Gilson se volvió hacia mí y me guiñó un ojo. Jenkins se había hundido de nuevo en sus almohadones.

—Lo haría si estuviera aquí —respondí con un pequeño bostezo.

Jenkins, que estaba sentado a un par de pasos más allá de la mesa, alzó rápidamente la vista.

—¿Y bien? —insinuó, mirándome.

Ridges se volvió lentamente, y con mirada parpadeante recorrió la sala en penumbras. Sus ojos hasta se detuvieron un momento sobre el pequeño biólogo, que no sospechaba nada.

—Vaya —murmuró, casi como pidiendo excusas—. Creí que Jenkins había vuelto.

El rostro de Jenkins se alteró ligeramente, y una lucecilla de interés brilló en su mirada.

—Creí que había regresado. Es extraño. Seguramente... —Ridges dudó un momento, y miró con aire ausente al sillón de Jenkins. Luego añadió—: Pero, cuando vuelva, nos dará una opinión muy válida. Os aseguro, caballeros, y lo digo completamente en serio, que cuando Lemuel Jenkins tiene un presentimiento, como diría nuestro amigo Gilson aquí presente, vale la pena escucharle. Habitualmente sabe de lo que habla. Y cuando dice, como ahora, que una cosa puede estar viva y al mismo tiempo ser invisible, lo dice en serio... Y hay muchas posibilidades de que sea cierto. Cuando regrese...

Jenkins le miró, ahora bastante asombrado. Sin embargo, al cabo de un momento se echó a reír, aunque de una forma un tanto forzada. Ridges miró a su alrededor y frunció el ceño.

—Esa puerta —dudó de nuevo—. Juraría que la oí abrirse hace un momento.

Se quedó contemplándonos.

—¿Quién acaba de reírse? —inquirió con voz seca, y su tono parecía algo asustado. Su actuación era perfecta, su rostro una maravilla de expresión—. ¿Quién se rió...? ¿Quién de vosotros?
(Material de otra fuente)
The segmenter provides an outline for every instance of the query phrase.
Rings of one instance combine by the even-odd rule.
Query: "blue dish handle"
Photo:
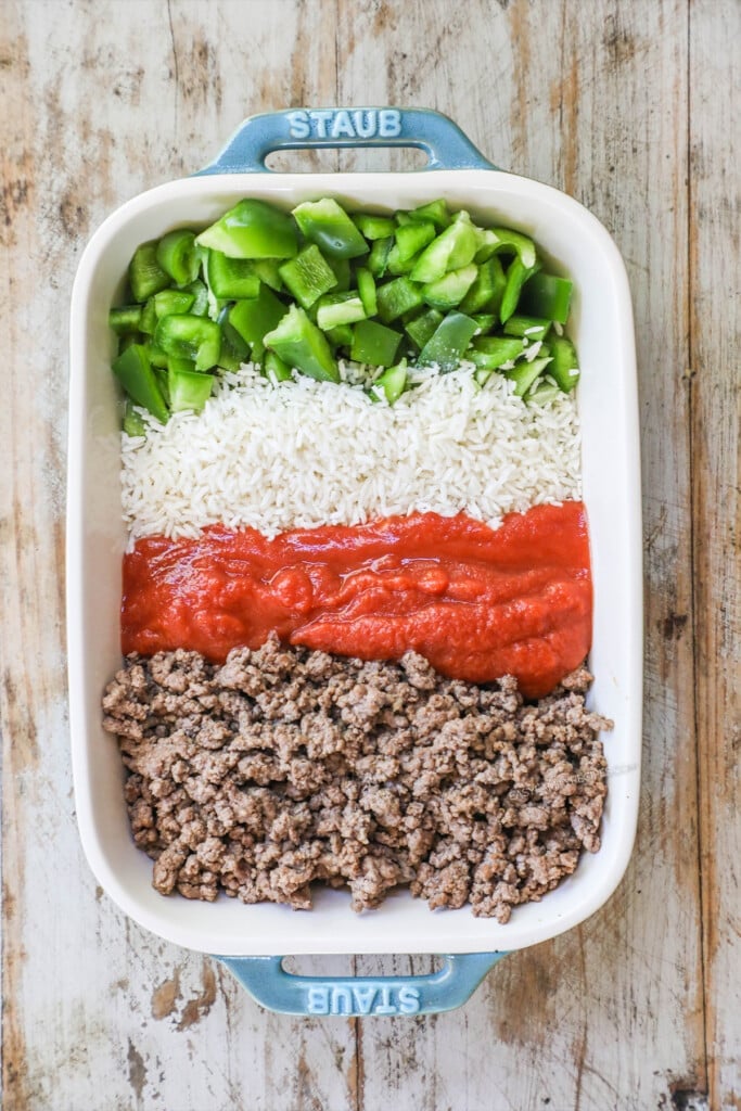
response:
[[[457,123],[429,108],[293,108],[249,116],[223,150],[193,177],[266,173],[277,150],[418,147],[425,170],[495,170]]]
[[[439,972],[402,977],[294,975],[282,957],[218,957],[262,1007],[281,1014],[438,1014],[469,999],[507,953],[444,957]]]

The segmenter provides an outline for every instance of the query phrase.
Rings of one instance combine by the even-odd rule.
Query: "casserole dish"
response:
[[[429,156],[407,173],[276,173],[279,149],[413,146]],[[110,360],[108,310],[134,247],[179,226],[207,226],[242,197],[290,208],[324,196],[350,209],[394,210],[444,197],[474,220],[531,236],[574,283],[570,331],[582,366],[583,500],[594,585],[589,704],[614,721],[604,737],[609,791],[602,847],[541,902],[507,924],[469,908],[431,912],[398,892],[354,914],[342,891],[318,893],[313,911],[163,898],[151,862],[134,847],[116,741],[100,699],[120,665],[118,614],[127,536],[119,503],[121,402]],[[505,952],[545,941],[593,913],[618,885],[631,853],[641,744],[641,528],[635,359],[630,293],[618,249],[570,197],[488,162],[452,121],[424,110],[326,109],[248,119],[213,163],[151,189],[110,216],[91,238],[71,306],[67,532],[70,722],[78,821],[98,881],[137,922],[168,941],[219,954],[256,997],[292,1013],[394,1014],[461,1003]],[[289,977],[281,954],[445,953],[432,977],[329,981]]]

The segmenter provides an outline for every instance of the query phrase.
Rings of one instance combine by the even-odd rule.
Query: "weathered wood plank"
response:
[[[710,1105],[741,1108],[741,8],[690,7],[691,401]]]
Jenkins cloqueó en forma extraña. Seguidamente, mientras nuestros ojos se centraban, sin ver, en él, los suyos se desorbitaron de una forma que mostraba algo más que asombro.
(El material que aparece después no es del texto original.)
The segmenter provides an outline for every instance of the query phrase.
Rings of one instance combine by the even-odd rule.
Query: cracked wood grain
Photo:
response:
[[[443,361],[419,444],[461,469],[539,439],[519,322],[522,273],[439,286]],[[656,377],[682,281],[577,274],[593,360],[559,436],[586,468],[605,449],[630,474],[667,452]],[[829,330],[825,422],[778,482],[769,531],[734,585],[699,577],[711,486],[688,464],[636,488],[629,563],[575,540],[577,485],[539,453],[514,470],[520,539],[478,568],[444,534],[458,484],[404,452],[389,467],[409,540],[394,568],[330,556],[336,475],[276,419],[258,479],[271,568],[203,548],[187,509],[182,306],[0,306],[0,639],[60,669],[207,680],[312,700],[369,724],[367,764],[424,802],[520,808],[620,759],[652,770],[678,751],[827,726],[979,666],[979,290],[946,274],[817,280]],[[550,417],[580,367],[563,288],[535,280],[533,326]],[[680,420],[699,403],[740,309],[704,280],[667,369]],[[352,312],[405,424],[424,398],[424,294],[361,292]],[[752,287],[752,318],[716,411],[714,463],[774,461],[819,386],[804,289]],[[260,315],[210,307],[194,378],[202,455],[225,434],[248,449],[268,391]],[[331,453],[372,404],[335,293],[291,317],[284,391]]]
—¡Eso! —gritó Ridges de nuevo—. ¡Otra vez!

Nos estudió irritadamente.

—¿Quién hizo eso? ¿Quién está burlándose de nosotros? Esa puerta... Jenkins debe de haber entrado. Tiene que saber ventriloquia, aunque nunca lo sospeché. ¿O es que sois vosotros los que os estáis burlando de ? —Hizo una pausa, y luego gritó—: Hathaway, mira tras ese biombo. Tú, Burns, tras esos cortinajes. Debe...
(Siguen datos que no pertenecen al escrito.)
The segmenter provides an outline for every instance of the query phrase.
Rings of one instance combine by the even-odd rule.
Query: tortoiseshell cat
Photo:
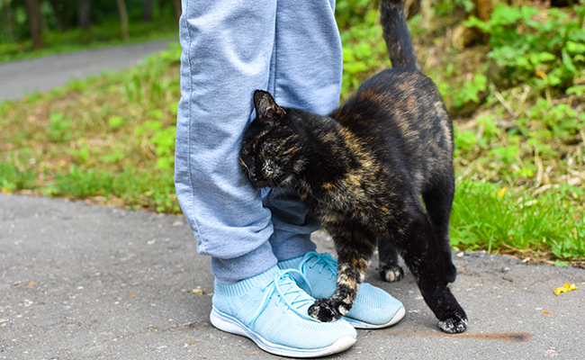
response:
[[[420,72],[401,0],[383,0],[381,12],[393,68],[328,116],[281,108],[256,90],[240,163],[258,187],[296,191],[333,237],[338,288],[315,302],[311,317],[332,321],[351,309],[377,243],[382,276],[402,276],[398,250],[439,328],[464,332],[467,316],[447,287],[456,275],[448,231],[452,122]]]

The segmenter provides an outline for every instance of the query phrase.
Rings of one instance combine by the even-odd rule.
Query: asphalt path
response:
[[[0,102],[64,86],[72,79],[122,70],[166,49],[170,40],[59,54],[0,64]]]
[[[0,65],[0,99],[123,68],[140,46],[153,49]],[[77,61],[88,73],[74,70]],[[312,238],[333,252],[325,232]],[[469,316],[467,332],[442,333],[413,276],[382,283],[374,261],[366,281],[400,300],[406,316],[390,328],[358,330],[353,347],[329,358],[585,358],[585,270],[482,252],[456,253],[454,262],[451,289]],[[554,295],[567,282],[579,289]],[[0,194],[0,359],[276,358],[210,324],[212,293],[210,260],[182,217]]]
[[[320,251],[332,251],[324,232]],[[182,217],[60,199],[0,194],[0,359],[269,359],[209,321],[210,261]],[[451,289],[466,333],[446,335],[407,272],[366,281],[400,300],[405,318],[358,330],[335,359],[585,357],[585,271],[457,253]],[[556,296],[570,282],[579,289]]]

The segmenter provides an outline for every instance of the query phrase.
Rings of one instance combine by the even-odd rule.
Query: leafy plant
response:
[[[500,67],[503,83],[567,88],[585,67],[585,5],[573,9],[576,18],[554,8],[545,12],[544,21],[536,21],[541,12],[535,7],[500,4],[489,22],[471,16],[464,24],[490,34],[488,57]]]

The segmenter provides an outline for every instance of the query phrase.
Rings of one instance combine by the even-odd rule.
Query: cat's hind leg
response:
[[[408,214],[409,222],[395,233],[397,248],[417,280],[425,302],[438,319],[438,327],[455,334],[467,329],[467,315],[447,287],[449,275],[434,232],[422,209]]]
[[[454,176],[451,172],[439,180],[436,180],[433,185],[428,186],[422,192],[422,199],[435,232],[434,238],[436,241],[439,254],[443,256],[445,272],[449,283],[455,281],[457,276],[457,270],[453,265],[451,257],[451,241],[449,239],[449,217],[451,216],[454,189]]]
[[[385,238],[378,238],[378,258],[382,280],[392,283],[404,277],[404,271],[398,265],[398,253]]]

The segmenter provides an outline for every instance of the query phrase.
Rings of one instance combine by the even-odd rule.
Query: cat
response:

Ridges se detuvo de nuevo y se quedó mirando directamente a Jenkins. El rostro de este último estaba ahora bastante pálido, y tenía tal expresión de asombro y miedo, que mi corazón casi me delató. Su boca se abría y cerraba convulsivamente, y parecía estar tratando de tragar saliva. Pero me di cuenta de que se trataba de verdadero miedo, y no de la ira causada por nuestra broma. Si lo hubiera sabido, desde luego que no hubiera dejado proseguir el asunto.

Ridges se inclinó y miró bajo la mesa. Cuando se irguió de nuevo su rostro estaba enrojecido e irritado, y le chisporroteaban los ojos.

—¡Jenkins! —gritó, con sus ojos corriendo locamente por la habitación—. Lee, enciende todas las luces. ¡Maldita sea! Toda esa cháchara de ese loco acerca de la invisibilidad me ha puesto los pelos de punta. ¡Jenkins! ¡Jenkins!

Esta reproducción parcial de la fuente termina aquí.